- Born: 1946 (age 79–80) Silver City, New Mexico
- Occupation: motivational speaker
- Years active: 1980s–present

= Sonny Melendrez =

American radio/TV personality

Sonny Melendrez (born 1946) is an American radio and TV personality, motivational speaker and author.

==Early life==
Melendrez was born in Silver City, New Mexico.

==Career==
Twice named Billboard magazine's "Radio Personality of the Year", he is included in the Rock & Roll Hall of Fame as one of the Top 100 Radio Personalities of All Time. In 2004 he was inducted into the Texas Radio Hall of Fame and in 2017 he entered the San Antonio Radio Hall of Fame.

In the late 1960s, Melendrez was a DJ at KINT-AM in El Paso, Texas. This was before the advent of KINT-FM in the early 1970s.

In 1971, he was Program Director and on-air personality at KTSA radio in San Antonio.

In the 1970s, he guest hosted American Top 40 on several occasions and entertained on radio at KIIS, KMPC, KFI, KMGG and KRLA in Los Angeles.

He hosted the children's series You and Me Kid, on the Disney Channel from 1983 to 1990.

In 1985, he returned to San Antonio, hosting morning drive radio shows on KTFM (1985–1997), KSMG (1997–2001), KLUP (2001–2003), and KAHL-FM (2003–2005).

In 1997, the City of San Antonio named the Melendrez Community Center located on the city's West Side in his honor for his support of Parks and Recreation youth programs.

In 2005, he became a motivational keynote speaker, delivering presentations nationally and worldwide.

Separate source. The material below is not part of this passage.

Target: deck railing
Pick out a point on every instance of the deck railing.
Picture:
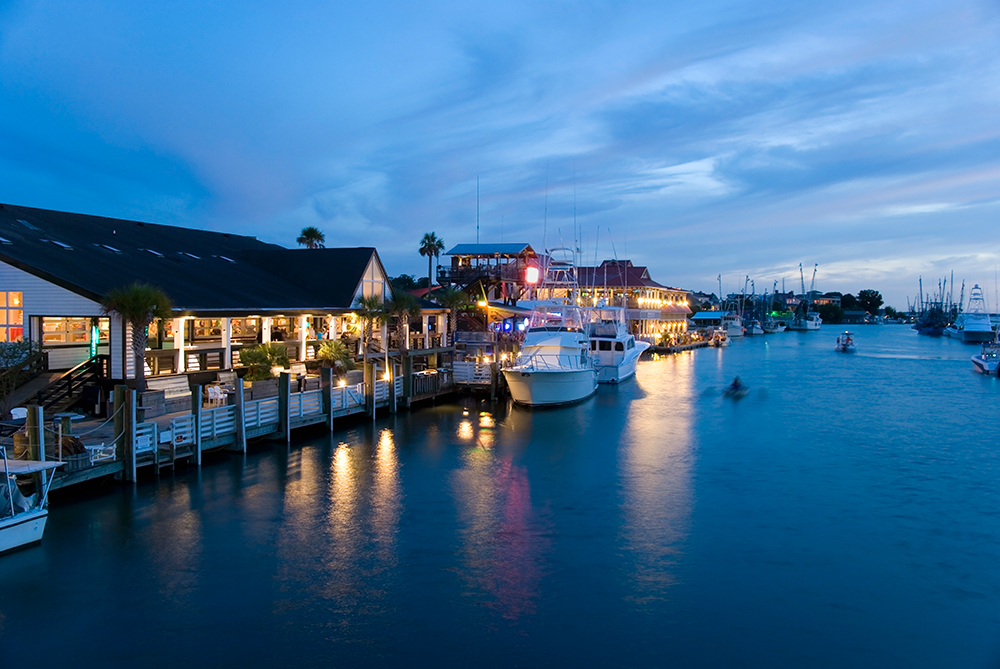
(217, 422)
(260, 412)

According to Melendrez' own on-line "mini biography", Melendrez is the voice of several characters in the cartoon show The Jetsons; he created many of the sounds heard in the Gremlins movie; was the bug who yelled "Oh, no! It's Raaaaaaid!" in the popular TV commercial; played opposite Walter Matthau as the voice of Bob Cratchet in the animated TV classic, The Stingiest Man in Town; and was even the voice of Fred the Cockatoo in the '70s ABC TV series, Baretta.